La Unión Europea se encuentra hoy ante una disyuntiva radical: seguir construyéndose desde el poder, cediendo más y más parcelas políticas al mercado, o responder con energía garantizando los derechos de las personas y de los pueblos. Pues bien, en esta disyuntiva, Barroso, como hombre bien mandado, ya ha tomado posición, la equivocada, la primera.

Esto me hace recordar las proféticas palabras de nuestro querido Javier de Landaburu, cuando decía: “Si el corazón está ausente, la Europa no será más que una abstracción, aceptada por sociólogos y políticos, pero indiferente a las masas”. Y las más recientes de Edgar Morin (2012) cuando afirmaba: “Europa está en crisis porque no hay unidad política”.
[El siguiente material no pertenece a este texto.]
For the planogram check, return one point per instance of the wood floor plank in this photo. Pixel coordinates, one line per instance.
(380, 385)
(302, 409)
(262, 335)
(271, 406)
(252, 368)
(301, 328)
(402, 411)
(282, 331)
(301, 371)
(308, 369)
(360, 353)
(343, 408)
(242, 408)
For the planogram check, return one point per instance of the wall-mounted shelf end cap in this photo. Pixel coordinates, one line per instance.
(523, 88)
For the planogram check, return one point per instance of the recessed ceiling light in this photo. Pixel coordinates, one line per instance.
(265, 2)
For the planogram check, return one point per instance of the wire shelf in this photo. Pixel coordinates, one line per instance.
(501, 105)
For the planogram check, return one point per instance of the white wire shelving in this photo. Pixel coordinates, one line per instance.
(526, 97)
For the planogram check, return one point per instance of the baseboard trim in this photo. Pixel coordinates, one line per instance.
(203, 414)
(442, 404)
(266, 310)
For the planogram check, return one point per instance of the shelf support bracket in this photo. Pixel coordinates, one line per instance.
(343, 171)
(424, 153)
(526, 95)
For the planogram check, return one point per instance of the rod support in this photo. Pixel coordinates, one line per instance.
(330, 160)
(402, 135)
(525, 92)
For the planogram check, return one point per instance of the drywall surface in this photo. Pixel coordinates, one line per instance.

No, definitivamente no me gusta la Europa de Barroso. Una Europa que no ha sustituido la voluntad de los Estados por la voluntad europea, una Europa que amenaza a sus pueblos con quedar fuera de ella en caso de que quieran democráticamente, a través de los votos, tener una relación u otra con sus estados matriz. Una Europa que permite que una de sus lenguas más antiguas -el euskera- no sea lengua oficial en la UE. Una Europa que rescata bancos y olvida a las personas, que trata a la gente que viene a buscar un futuro entre nosotros como al ganado. Una Europa que olvida que el desmantelamiento del Estado Social puede suponer el olvido de la vieja Europa en el nuevo mundo, y que nuestro papel futuro no estará tanto marcado por un mercado y una moneda, como por demostrar al planeta que se puede mirar al mercado a los ojos sin por ello dejar de mirar a los ojos de las personas.
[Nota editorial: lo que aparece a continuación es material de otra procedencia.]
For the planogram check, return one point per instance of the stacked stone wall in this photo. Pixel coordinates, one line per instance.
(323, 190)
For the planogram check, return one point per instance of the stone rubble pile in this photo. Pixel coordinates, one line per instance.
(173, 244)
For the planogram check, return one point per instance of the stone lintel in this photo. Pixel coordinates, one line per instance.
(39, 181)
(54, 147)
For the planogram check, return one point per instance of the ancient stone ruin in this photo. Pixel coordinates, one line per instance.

La Europa sin Constitución votada por sus mujeres y hombres, y cada vez más alejada de ellos. La Europa que falta al respeto a las personas, a las culturas y a los pueblos porque se construye a sus espaldas. Esta Europa, de la que tan orgulloso se siente Barroso, no es mi Europa. Yo no quiero pertenecer a esa Europa, porque quiero a Europa demasiado como para destruirla. Qué razón tenía Jean Monnet, uno de los padres fundadores de Europa, cuando superados unos años desde su creación afirmaba: “Si hubiese que retomar desde el principio el proceso de construcción europea, sería mejor empezar por la cultura”.

Por cierto, no es solamente a mí, tampoco a Suiza -que está pagando a la ciudadanía de la UE con la misma medicina con la que nosotros estamos pagando a los hombres y mujeres de otros pueblos- ni a Noruega y quien sabe a quién más en el futuro, les gusta la Europa de Barroso. Un Barroso al que le ha salido respondona la propia vicepresidenta de la Comisión Europea, señora Viviane Reding, que en Barcelona, el pasado domingo, día 23 de febrero, apeló a los gobiernos español y catalán “a negociar con mentalidad abierta y sin líneas rojas” para a continuación -y al ser preguntada sobre el derecho de los catalanes a decidir su futuro en una consulta- afirmar que “en la Unión Europea nunca debería ser un problema que las personas se expresen“.

Tiene razón la vicepresidenta Reding: el problema para la Unión Europea es que las personas no se puedan expresar. No es un mal comienzo; ya saben: “el apetito viene comiendo”.